Some of the capitalization is wonky, like capitalizing "Organization." Some of the grammar is off; you have some sentence fragments that could be eliminated.
But the greater problem is thematic. This is a pretty bare-bones tale of how the Library got started, and it's one that I don't think a lot of people are going to like very much. There's not much there, and what is there clashes very badly with the image a lot of the people have of the Wanderer's Library as its own, very old, very powerful thing.
Different takes can be interesting, and succeed on those grounds, but here, the Wanderer's Library is taking the place of a generic doom that the Foundation accidentally made. I don't think it's very compelling.
As far as "is this realistic," well, you're asking us to make that determination about dread eldritch rituals. But I would say the following:
1. How did this guy find the knowledge about the Library's true intentions if the Library is deliberately omitting knowledge for its own purposes? Why would it give away the game? You completely skip over the all important question of "How does he know any of this?"
And, while the next two items are just my personal interpretations, you did sort of ask, so:
1. While I tend to view the Foundation on the low end of the power curve compared to others, I would not attribute to the Foundation sufficient power to create the Wanderer's Library.
2. I wouldn't attribute sufficient power to the Wanderer's Library to eat a reality.
What I would suggest, personally, is as follows:
1. Don't just tell us how the Library actually started (though see #3). Show us the process of this man's research. Show us him fleeing the Foundation, show him joining the Hand, show him becoming entranced by the Library, show him starting to research it. That's going to be a lot of build-up, but it will help things flow more organically.

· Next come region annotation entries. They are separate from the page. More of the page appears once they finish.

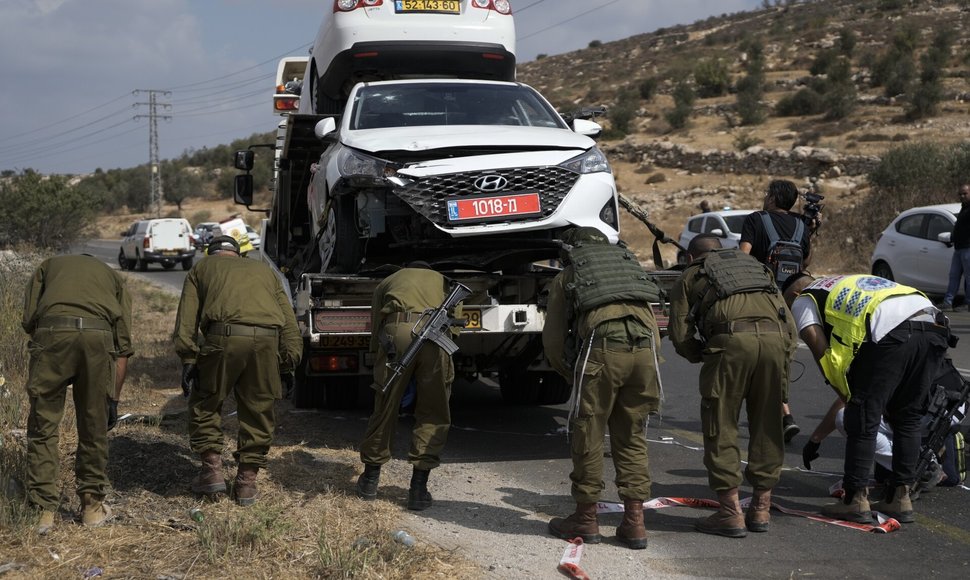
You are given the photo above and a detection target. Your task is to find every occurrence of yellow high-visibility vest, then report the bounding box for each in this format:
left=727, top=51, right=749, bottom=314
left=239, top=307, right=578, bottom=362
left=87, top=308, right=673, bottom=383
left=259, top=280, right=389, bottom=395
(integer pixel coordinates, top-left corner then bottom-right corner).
left=802, top=275, right=923, bottom=402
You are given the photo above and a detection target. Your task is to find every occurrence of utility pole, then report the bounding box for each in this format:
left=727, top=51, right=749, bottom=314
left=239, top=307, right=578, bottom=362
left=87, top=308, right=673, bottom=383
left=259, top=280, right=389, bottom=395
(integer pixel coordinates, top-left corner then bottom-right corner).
left=133, top=89, right=172, bottom=217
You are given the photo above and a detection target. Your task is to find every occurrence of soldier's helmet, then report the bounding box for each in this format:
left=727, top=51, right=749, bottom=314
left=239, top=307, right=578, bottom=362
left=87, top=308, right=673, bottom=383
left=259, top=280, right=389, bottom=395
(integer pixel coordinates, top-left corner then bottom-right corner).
left=206, top=236, right=239, bottom=256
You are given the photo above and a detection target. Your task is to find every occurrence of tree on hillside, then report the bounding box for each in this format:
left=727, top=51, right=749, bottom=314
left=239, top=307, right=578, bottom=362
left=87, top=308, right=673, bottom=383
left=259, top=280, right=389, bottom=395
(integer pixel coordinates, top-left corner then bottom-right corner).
left=0, top=169, right=102, bottom=250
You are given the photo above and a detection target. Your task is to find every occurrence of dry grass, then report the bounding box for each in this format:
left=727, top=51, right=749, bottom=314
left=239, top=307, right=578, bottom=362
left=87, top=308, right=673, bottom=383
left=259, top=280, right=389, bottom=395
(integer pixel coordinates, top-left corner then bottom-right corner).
left=0, top=260, right=480, bottom=578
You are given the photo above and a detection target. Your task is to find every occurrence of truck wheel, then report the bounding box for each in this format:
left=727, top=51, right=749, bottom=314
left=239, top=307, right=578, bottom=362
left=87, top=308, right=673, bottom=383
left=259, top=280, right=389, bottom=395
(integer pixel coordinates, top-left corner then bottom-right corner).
left=320, top=196, right=364, bottom=274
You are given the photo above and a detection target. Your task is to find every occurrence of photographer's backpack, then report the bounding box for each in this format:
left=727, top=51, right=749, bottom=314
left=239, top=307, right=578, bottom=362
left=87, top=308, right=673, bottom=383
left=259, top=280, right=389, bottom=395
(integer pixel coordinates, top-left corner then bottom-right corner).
left=689, top=248, right=783, bottom=327
left=761, top=212, right=805, bottom=287
left=566, top=242, right=666, bottom=312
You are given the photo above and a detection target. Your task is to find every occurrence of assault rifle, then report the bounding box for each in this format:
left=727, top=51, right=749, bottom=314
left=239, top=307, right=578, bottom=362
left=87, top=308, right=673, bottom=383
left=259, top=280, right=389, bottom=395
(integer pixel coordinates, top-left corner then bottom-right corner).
left=916, top=359, right=970, bottom=485
left=372, top=282, right=472, bottom=394
left=616, top=193, right=687, bottom=269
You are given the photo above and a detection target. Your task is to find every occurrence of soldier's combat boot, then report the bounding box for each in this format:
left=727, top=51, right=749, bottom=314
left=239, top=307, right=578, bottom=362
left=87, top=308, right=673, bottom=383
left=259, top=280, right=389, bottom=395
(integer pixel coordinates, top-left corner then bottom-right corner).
left=744, top=488, right=771, bottom=532
left=821, top=487, right=873, bottom=524
left=694, top=487, right=748, bottom=538
left=192, top=451, right=226, bottom=495
left=34, top=510, right=55, bottom=536
left=81, top=493, right=111, bottom=528
left=408, top=467, right=431, bottom=511
left=357, top=463, right=381, bottom=501
left=232, top=463, right=259, bottom=507
left=549, top=503, right=600, bottom=544
left=872, top=485, right=916, bottom=524
left=616, top=499, right=647, bottom=550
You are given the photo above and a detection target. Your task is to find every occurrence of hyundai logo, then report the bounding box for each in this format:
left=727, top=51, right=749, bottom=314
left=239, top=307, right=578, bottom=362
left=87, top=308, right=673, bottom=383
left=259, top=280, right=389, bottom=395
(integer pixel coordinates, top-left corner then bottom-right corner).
left=475, top=175, right=509, bottom=191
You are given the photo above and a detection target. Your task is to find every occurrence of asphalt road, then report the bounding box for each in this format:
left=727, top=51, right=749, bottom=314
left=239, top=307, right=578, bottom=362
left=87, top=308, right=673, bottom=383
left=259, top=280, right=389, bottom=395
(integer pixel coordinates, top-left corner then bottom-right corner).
left=86, top=241, right=970, bottom=578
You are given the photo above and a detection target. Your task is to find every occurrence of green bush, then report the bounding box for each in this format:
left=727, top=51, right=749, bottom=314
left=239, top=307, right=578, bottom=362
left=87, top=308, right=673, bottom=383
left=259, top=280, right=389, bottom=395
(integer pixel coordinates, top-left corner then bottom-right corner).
left=0, top=170, right=103, bottom=250
left=694, top=58, right=731, bottom=98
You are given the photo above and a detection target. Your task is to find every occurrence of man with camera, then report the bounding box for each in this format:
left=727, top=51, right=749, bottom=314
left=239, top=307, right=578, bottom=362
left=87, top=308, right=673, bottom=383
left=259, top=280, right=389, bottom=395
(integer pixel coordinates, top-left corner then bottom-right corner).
left=739, top=179, right=821, bottom=443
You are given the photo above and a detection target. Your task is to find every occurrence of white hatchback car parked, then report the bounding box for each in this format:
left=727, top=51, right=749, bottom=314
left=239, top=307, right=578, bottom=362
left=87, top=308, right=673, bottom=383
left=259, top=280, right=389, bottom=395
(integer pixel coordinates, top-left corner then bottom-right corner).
left=870, top=203, right=963, bottom=295
left=677, top=209, right=758, bottom=264
left=308, top=79, right=618, bottom=272
left=300, top=0, right=515, bottom=114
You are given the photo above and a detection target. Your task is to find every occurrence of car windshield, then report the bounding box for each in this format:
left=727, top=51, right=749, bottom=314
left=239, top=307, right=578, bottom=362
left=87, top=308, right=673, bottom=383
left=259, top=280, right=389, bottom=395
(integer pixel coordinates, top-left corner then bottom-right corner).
left=724, top=215, right=748, bottom=234
left=350, top=83, right=566, bottom=129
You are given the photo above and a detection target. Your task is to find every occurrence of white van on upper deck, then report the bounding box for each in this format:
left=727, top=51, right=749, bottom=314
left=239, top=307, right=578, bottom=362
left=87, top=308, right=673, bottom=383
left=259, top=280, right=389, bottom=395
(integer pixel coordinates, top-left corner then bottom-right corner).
left=299, top=0, right=515, bottom=114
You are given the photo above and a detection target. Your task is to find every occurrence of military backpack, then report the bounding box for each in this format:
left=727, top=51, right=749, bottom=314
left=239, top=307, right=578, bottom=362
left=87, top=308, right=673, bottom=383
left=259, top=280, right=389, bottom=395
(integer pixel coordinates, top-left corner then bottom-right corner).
left=690, top=248, right=778, bottom=321
left=566, top=242, right=665, bottom=312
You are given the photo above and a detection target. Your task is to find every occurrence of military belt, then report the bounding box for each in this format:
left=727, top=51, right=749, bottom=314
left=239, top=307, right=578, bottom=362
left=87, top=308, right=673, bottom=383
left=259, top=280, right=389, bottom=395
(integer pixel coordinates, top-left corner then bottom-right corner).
left=384, top=312, right=424, bottom=324
left=710, top=320, right=781, bottom=336
left=594, top=336, right=650, bottom=350
left=37, top=316, right=111, bottom=330
left=205, top=322, right=278, bottom=336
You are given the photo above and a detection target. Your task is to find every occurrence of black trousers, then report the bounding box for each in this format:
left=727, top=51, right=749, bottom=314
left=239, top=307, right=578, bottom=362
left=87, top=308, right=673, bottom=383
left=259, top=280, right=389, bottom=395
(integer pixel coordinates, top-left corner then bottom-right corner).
left=843, top=321, right=947, bottom=494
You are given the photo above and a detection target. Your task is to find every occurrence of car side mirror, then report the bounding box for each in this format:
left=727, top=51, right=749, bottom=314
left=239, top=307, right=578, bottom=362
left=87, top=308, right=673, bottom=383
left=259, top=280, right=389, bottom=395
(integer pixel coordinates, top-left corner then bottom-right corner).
left=232, top=173, right=253, bottom=206
left=313, top=117, right=337, bottom=141
left=232, top=149, right=256, bottom=171
left=573, top=119, right=603, bottom=137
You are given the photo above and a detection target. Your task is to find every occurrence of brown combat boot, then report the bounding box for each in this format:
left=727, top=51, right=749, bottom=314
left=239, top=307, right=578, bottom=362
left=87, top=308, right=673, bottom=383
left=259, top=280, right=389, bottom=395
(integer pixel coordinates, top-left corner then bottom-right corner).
left=81, top=493, right=111, bottom=528
left=872, top=485, right=916, bottom=524
left=232, top=463, right=259, bottom=507
left=192, top=451, right=226, bottom=495
left=616, top=499, right=647, bottom=550
left=408, top=467, right=433, bottom=511
left=744, top=488, right=771, bottom=532
left=549, top=502, right=600, bottom=544
left=821, top=487, right=873, bottom=524
left=694, top=487, right=748, bottom=538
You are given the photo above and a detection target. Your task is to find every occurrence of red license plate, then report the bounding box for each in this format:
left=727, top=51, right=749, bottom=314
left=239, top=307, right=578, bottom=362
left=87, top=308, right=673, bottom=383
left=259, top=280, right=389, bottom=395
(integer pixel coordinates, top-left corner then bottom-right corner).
left=448, top=193, right=541, bottom=221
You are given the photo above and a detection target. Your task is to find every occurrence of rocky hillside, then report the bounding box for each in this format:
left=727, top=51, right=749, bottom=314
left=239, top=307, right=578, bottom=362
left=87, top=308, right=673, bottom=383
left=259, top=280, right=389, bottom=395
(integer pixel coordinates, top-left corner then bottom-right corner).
left=518, top=0, right=970, bottom=269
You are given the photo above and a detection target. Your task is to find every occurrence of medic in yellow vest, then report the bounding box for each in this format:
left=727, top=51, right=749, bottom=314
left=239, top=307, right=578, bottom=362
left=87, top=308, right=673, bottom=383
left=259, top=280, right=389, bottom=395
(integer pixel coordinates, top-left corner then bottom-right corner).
left=801, top=275, right=925, bottom=402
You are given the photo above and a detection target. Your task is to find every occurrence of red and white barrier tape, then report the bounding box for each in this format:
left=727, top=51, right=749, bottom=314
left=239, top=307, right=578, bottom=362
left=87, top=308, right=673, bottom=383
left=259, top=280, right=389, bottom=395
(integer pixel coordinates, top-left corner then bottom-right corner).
left=557, top=538, right=590, bottom=580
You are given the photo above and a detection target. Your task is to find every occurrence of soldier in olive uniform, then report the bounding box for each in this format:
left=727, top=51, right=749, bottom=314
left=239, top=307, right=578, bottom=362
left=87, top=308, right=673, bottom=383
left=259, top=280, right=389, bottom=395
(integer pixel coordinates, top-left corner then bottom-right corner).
left=23, top=255, right=132, bottom=534
left=670, top=235, right=797, bottom=538
left=356, top=262, right=461, bottom=510
left=172, top=236, right=303, bottom=506
left=542, top=227, right=660, bottom=549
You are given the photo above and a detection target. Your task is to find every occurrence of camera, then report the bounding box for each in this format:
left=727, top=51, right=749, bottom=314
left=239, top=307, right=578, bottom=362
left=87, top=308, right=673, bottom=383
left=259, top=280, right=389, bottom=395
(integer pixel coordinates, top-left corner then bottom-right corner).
left=802, top=191, right=825, bottom=234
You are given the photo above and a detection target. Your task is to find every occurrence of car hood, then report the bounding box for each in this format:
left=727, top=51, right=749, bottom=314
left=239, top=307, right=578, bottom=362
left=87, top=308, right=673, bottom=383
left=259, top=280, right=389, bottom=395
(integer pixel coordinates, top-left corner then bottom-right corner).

2. Drop the intro. Have him make entries chronologically, like it's actually a journal. The reader doesn't find out things are very, very wrong until later in the series (I'm assuming, from the Part 0, that this is intended to be a series). Indeed, until then, things may seem to be going very, very well. The Hand could use this guy's knowledge to do a lot of good.
3. Consider lowering the stakes. The Wanderer's Library doesn't need to be eating entire realities, it can simply be absorbing parts of other libraries into itself (taking them away from the veiled world in the process and ruining lives), sucking knowledge out of people's heads, stealing archaeological and biological artifacts for its archives, and so on. There's enough material there for conflict without causing the apocalypse. The Foundation doesn't need to have created the Library, it can have just screwed up its functioning, it might not be involved at all and another force has caused these problems.